Motivation
File Forgery Detection (FFD) is a serious problem concerning digital forensics examiners. Fraud or counterfeits are common causes for altering files. Another example is a child predator who hides porn images by altering the image extension and in some cases by changing the image signature. Many proposals have been made to solve this problem and the most promising ones concentrate on the image content. It is also common that anyone who wants to hide any kind of information in plain sight without being perceived to use steganography. Steganography is the practice of concealing a file, message, image or video within another file, message, image, or video. The word steganography combines the Greek words steganos (στεγανός), meaning "covered" and graphein (γράφειν) meaning "writing". The most usual cover medium for hiding data are images.
The objective of the specific task is first to examine if an image has been forged, then if it could also hide a text message, and lastly to retrieve the potential hidden message from the forged stego images.
News
- The development data are released
- The test data are released
- The submission is now open!
Task description
Competition Scenario
You are a professional digital forensic examiner collaborating with the police, who suspects that there is an ongoing fraud in the Central Bank. After obtaining a court order, police gain access to a suspect’s computer in the bank with the purpose to look for images proving the suspect guilty. However, police suspects that he has managed to change extension and signature of some images, so that they look like pdf files. Additionally, it is highly probable that the suspect has used steganography software to hide messages within some images that could reveal valuable information of his collaborators. Police authorities asks you to:
Task 1: Identify Forged Images
Perform detection of altered (forged) images (both extension and signature) and predict the actual type of the forged file.
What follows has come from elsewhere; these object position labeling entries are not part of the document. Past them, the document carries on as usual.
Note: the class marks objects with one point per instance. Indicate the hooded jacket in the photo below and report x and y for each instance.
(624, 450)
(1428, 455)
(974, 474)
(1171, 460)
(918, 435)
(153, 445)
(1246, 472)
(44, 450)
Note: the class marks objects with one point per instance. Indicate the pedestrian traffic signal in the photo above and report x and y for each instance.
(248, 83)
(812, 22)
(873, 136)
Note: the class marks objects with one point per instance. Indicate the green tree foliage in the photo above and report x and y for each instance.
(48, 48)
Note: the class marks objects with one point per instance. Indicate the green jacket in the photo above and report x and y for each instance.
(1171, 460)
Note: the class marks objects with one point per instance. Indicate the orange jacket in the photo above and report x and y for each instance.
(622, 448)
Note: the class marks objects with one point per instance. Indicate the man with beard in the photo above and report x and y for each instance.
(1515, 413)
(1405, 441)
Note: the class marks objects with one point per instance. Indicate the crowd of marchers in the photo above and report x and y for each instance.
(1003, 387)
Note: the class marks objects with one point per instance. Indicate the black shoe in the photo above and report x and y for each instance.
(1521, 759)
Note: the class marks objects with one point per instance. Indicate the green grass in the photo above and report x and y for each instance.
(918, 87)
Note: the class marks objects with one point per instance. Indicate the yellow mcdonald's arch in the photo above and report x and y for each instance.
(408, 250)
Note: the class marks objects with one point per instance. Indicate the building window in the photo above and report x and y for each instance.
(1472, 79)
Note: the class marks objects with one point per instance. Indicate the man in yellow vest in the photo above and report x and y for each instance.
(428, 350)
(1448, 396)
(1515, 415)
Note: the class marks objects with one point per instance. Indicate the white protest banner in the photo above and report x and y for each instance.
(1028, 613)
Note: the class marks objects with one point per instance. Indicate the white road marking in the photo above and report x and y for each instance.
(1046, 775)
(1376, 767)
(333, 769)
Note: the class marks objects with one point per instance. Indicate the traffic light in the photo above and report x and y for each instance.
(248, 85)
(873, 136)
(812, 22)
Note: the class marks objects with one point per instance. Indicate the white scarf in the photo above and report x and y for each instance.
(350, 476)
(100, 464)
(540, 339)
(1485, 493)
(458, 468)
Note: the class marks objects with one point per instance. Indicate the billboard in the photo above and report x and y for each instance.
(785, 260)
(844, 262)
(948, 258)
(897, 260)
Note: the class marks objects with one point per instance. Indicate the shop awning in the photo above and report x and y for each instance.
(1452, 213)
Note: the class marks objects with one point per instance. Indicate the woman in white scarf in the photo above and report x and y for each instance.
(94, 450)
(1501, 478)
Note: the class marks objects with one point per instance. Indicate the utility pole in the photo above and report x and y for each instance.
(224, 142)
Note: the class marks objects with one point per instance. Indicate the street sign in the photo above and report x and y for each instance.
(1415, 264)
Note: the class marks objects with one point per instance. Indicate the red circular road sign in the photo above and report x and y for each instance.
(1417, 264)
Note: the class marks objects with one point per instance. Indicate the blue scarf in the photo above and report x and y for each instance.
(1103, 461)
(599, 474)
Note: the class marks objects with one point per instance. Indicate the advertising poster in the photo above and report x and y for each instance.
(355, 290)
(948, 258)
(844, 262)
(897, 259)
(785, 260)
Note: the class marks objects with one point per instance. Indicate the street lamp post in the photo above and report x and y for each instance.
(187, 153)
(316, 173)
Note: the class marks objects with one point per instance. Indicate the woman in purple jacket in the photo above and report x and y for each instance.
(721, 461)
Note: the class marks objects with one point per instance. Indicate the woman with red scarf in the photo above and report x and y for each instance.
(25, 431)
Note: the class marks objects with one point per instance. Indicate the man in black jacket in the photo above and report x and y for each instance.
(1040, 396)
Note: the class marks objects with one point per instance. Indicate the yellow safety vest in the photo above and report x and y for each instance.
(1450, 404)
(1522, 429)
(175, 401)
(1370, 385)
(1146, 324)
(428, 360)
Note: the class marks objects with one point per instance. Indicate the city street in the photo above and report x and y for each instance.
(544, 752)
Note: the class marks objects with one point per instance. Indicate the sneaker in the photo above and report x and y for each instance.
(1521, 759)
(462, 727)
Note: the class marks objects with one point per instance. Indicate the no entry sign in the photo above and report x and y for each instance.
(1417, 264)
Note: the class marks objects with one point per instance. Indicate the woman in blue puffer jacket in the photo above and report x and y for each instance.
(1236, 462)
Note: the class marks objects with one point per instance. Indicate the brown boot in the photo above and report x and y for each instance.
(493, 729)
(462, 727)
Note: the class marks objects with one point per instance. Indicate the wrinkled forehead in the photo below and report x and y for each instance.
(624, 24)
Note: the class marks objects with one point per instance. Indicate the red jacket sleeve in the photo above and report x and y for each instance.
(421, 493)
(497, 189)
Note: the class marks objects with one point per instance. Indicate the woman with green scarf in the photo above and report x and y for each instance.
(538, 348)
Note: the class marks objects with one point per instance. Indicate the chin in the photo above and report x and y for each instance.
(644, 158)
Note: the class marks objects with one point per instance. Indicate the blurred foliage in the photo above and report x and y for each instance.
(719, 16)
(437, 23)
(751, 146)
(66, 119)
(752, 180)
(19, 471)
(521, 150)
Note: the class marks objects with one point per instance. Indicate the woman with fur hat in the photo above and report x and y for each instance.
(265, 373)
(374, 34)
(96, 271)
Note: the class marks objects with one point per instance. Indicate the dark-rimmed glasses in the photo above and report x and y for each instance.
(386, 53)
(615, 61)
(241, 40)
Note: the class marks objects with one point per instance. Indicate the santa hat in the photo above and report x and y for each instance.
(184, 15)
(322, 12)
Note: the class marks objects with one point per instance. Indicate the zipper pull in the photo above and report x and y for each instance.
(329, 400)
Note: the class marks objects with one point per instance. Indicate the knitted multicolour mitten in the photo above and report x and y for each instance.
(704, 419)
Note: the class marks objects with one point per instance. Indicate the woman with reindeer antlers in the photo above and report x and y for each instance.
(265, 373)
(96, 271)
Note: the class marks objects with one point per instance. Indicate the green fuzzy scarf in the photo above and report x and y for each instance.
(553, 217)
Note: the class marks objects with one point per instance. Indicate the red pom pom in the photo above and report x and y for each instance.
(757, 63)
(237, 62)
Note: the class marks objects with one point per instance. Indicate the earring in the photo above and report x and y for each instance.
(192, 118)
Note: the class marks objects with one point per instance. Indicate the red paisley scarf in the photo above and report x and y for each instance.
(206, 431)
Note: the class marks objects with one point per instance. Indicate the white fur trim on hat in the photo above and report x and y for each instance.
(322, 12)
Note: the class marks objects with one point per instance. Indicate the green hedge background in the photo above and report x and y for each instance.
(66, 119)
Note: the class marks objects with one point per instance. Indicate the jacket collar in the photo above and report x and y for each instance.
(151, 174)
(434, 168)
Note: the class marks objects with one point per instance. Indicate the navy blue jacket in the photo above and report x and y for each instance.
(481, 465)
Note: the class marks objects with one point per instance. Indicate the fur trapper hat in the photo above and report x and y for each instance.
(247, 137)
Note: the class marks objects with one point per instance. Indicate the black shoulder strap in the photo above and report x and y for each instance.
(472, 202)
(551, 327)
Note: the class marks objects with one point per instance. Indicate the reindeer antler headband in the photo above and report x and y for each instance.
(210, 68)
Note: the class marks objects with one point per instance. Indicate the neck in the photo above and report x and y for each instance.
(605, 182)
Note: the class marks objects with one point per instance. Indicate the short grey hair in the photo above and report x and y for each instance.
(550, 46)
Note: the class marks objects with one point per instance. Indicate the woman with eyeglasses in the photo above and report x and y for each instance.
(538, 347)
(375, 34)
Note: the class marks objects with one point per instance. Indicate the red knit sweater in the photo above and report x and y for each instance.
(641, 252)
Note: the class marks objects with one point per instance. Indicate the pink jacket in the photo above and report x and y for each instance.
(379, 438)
Task 2: Identify Stego Images
Identify the altered images that hide steganographic content.
Task 3: Retrieve the Message
Retrieve the hidden messages (text) from the stego images.
Data
The dataset contains 9,000 images and pdfs, divided into 3 sets of 3000 files. Each set of images is used for a specific task. 2,000 files are used for training and 1,000 for testing. All participants have access to the training dataset along with the ground truth. The test set is distributed with the ground truth.
Find more Information and the datasets:
1. https://www.crowdai.org/challenges/imageclef-2019-security-forged-file-d...
2. https://www.crowdai.org/challenges/imageclef-2019-security-stego-image-d...
3. https://www.crowdai.org/challenges/imageclef-2019-security-secret-messag...
Evaluation methodology
For assessing performance, classic metrics are used:
Precision, Recall and F1 for Task 1 and Task 2.
Edit distance for Task 3.
Precision
In pattern recognition, information retrieval and binary classification, precision is the fraction of relevant instances among the retrieved instances.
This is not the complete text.